I have a Browning 10ga and am wondering about a patternmaster choke tube for it. Is it worth the $80-90 or not? Does it increase the noise blast to the shooter or partner? Any general observances you've had/witnessed?

Thanks,
8gaEvans


----------



## nodakoutdoors.com (Feb 27, 2002)

What type of hunting do you do? (decoys, pass shooting, sneaking, etc)

What distance are you comfortable shooting at?


----------



## Brad Anderson (Apr 1, 2002)

It comes down to this, are you a good shot or not. If you consider yourself a good shot, buy one. It will increase the knockdown power of your shotgun at longer ranges. It makes your pattern sooooo tight, a bad shot will end up missing a lot more birds. It's like a triple full choke.

My buddy owns one. I've seen how tight they shoot. He had to take it off his shotgun since he couldn't kill anything with it. Or at least that is what he blames all the misses on. haha


----------



## 8gaEvans (Dec 18, 2003)

Most of my hunting is pass shooting and birds that just 'look' at the decoys and pass by at 30-60yds.
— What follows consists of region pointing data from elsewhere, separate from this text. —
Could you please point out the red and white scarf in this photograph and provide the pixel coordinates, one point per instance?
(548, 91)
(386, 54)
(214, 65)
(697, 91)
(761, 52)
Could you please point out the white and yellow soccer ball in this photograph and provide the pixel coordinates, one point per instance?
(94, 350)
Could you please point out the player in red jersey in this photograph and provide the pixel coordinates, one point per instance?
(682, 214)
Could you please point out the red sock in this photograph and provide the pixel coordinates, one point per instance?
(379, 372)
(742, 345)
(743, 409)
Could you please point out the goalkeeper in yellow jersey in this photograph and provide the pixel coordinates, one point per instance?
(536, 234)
However I also will push the limit on high flyers more often than not.
I consider myself a fairly good shot but not great by any means. I usually shoot in the low 20's in skeet shooting during league.
8gaEvans


----------



## Guest (Dec 25, 2003)

Evans, I have oone in my Winchester Super-X2 and love it. I shot geese at 60 yards with it and ducks at 15 yards with it, just changed the size and shot of shells I was using. If you'd ask me, it's the best invesment I made this year, just be sure to get out and pattern test your gun, find your sweetspot for range.


----------



## Guest (Dec 25, 2003)

I should say, the geese I shot at 60-65 "paces" were already wounded and on the ground. Nice clean headshots with the high velocity Win. shells, in 4 shot.


----------